Mark jumped down from the rail. “I’m going to go up and start nosing around right now. You want to come?”
Quinn said, “Let me write down what I remember about the construction. There’s no point in opening a dialogue until we have some concrete questions to ask.”
“Right. I’ll just go and get some contacts lined up.”
Mark dashed past Houston into the house, and she half lifted a hand as though to stop him but let it fall again. She felt as though she should say something about bedtime and school tomorrow, but such concerns seemed mundane in the extreme under the circumstances. Nothing about this situation was normal, and pretending otherwise would not make it so.
So she let him go.
Chapter Ten
When Mark was gone she stole a glance at Quinn through the shadows. The silence between them felt awkward. To break it, she said, “He amazes me sometimes. Most of the time, in fact. Are you sure you can’t tell me anything about his future?”
She hated the way that sounded. She hated the way that made her feel. Only days ago she had lain naked with him, arms and legs entwined, sharing secrets and making wishes the way lovers did. Now she was addressing him as though he were omnipotent, a seer, a god. She was embarrassed. So was he.
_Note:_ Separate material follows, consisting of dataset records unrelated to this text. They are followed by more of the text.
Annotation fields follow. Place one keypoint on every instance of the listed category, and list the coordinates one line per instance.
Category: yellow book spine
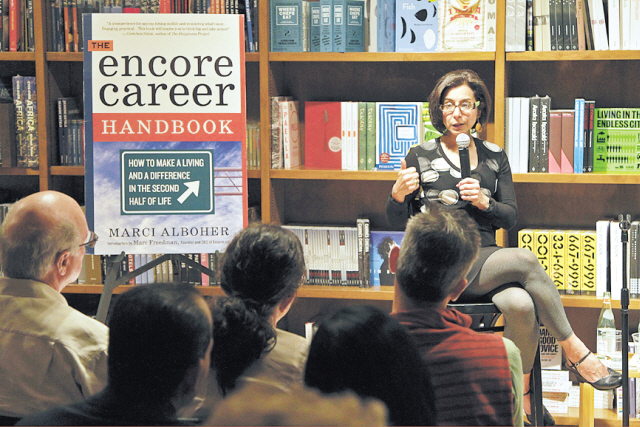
(573, 262)
(526, 239)
(541, 249)
(558, 251)
(588, 262)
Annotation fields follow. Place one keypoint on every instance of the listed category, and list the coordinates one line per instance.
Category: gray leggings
(519, 304)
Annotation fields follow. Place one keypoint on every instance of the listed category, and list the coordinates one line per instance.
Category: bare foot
(592, 368)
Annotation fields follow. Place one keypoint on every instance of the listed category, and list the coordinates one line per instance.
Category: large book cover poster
(381, 244)
(165, 131)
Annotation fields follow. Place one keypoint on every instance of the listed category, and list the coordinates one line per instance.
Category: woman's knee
(516, 303)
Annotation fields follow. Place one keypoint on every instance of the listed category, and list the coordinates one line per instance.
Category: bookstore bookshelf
(329, 197)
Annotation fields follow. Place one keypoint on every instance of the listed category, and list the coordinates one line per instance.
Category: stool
(484, 316)
(8, 421)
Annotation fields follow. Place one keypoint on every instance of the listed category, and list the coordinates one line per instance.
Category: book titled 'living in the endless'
(165, 131)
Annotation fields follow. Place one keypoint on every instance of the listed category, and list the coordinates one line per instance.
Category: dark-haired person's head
(262, 268)
(362, 349)
(454, 79)
(159, 344)
(437, 251)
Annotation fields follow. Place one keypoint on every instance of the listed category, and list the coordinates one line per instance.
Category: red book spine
(165, 6)
(15, 24)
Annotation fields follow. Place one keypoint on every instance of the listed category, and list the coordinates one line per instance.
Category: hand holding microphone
(469, 188)
(407, 182)
(463, 141)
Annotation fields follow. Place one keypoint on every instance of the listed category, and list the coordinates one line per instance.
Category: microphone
(463, 142)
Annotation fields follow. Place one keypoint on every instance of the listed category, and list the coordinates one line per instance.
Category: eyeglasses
(93, 239)
(465, 106)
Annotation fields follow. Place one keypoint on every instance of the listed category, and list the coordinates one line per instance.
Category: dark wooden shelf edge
(19, 171)
(352, 292)
(380, 56)
(17, 56)
(67, 170)
(79, 57)
(583, 55)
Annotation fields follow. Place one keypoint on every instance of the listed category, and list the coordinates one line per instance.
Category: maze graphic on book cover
(398, 129)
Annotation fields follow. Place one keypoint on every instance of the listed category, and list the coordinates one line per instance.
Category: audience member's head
(437, 251)
(263, 266)
(43, 238)
(257, 404)
(363, 349)
(159, 344)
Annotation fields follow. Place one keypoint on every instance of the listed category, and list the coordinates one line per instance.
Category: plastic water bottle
(606, 340)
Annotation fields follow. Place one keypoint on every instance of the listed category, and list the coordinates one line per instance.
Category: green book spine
(362, 135)
(371, 135)
(616, 140)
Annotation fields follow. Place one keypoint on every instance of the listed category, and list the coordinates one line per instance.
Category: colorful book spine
(543, 134)
(21, 137)
(542, 249)
(326, 26)
(588, 262)
(31, 122)
(355, 21)
(362, 135)
(286, 25)
(558, 258)
(573, 263)
(314, 28)
(339, 8)
(371, 135)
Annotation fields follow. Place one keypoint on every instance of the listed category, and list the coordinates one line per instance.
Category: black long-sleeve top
(438, 179)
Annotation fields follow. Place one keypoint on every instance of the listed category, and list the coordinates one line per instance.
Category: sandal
(547, 418)
(609, 382)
“No. Sorry. Sometimes the most frustrating thing about my work is not knowing things like that—or even more important things.”
“Of course,” she murmured uncomfortably. “I didn’t mean to imply…I mean, in the whole scheme of history the fate of one small boy doesn’t seem very important, does it?”
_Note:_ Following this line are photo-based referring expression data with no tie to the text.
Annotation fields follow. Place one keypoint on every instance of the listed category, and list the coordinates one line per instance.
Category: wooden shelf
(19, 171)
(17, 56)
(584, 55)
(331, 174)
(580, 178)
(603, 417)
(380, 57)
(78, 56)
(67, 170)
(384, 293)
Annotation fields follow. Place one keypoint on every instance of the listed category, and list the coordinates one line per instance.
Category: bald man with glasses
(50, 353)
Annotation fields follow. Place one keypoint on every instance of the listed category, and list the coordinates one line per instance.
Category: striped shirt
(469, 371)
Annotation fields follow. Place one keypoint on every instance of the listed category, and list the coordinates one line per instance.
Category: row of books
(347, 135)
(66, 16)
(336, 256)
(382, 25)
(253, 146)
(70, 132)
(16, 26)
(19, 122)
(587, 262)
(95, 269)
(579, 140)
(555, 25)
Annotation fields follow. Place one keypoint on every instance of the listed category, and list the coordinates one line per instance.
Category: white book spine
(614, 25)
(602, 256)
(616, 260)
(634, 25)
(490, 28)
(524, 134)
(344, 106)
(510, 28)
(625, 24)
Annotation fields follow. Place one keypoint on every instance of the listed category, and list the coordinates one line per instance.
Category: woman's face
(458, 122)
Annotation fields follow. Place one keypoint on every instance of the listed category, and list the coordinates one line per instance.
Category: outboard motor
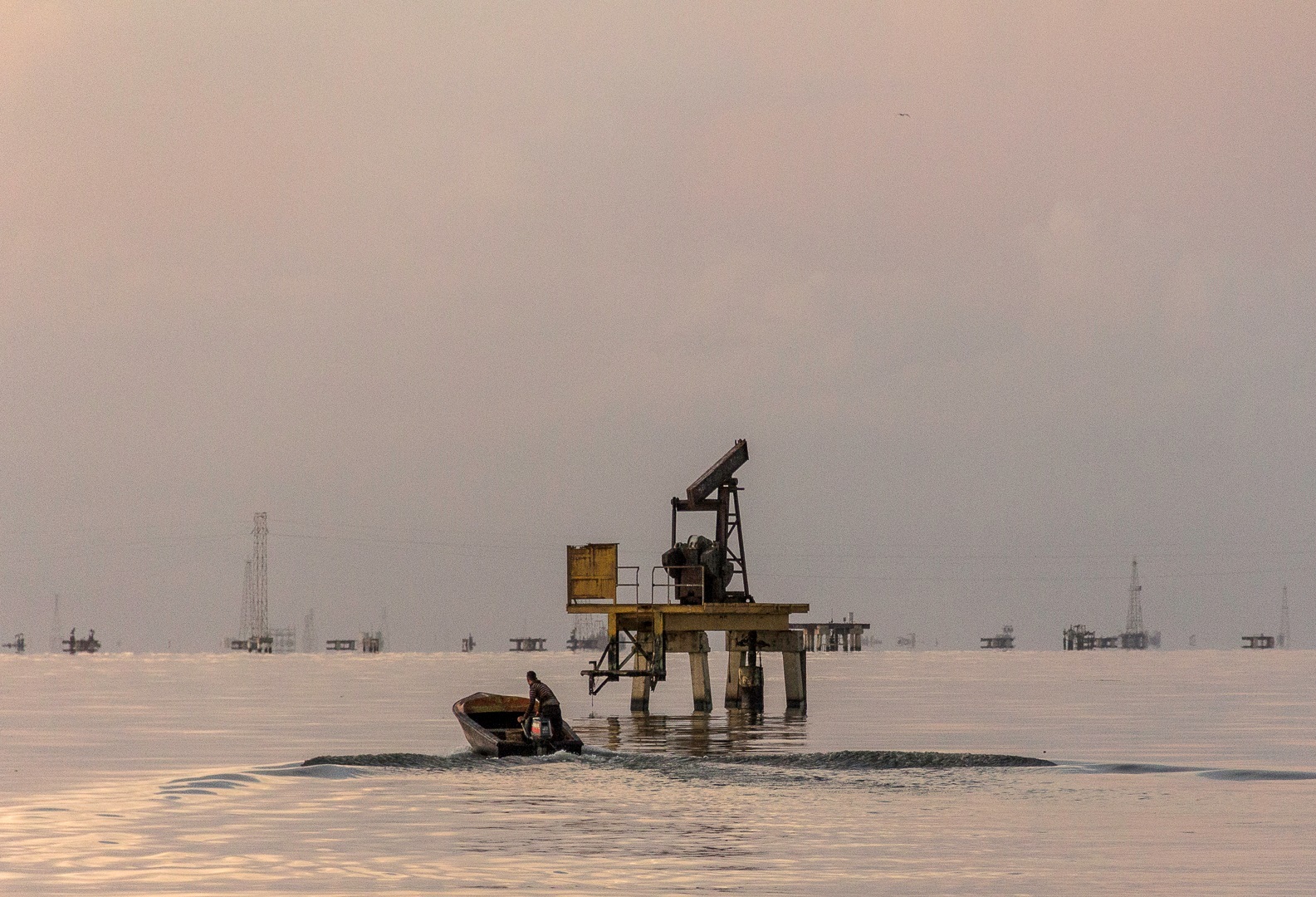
(701, 569)
(540, 733)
He smiled across the porch at her. “It depends on the boy, I suspect. And I have a feeling Mark will make his fair contribution to history.”
She tried to return his smile, but it faded into awkwardness. Given his vast perspective on the state of the world, given his adventures in this and other centuries, given his easy knowledge of things her twentieth-century mind could not even comprehend were they explained to her—anything Houston said sounded stupid to her own ears. She had a thousand questions she was suddenly too shy to ask, for the man she once had known and thought she could love was now a stranger.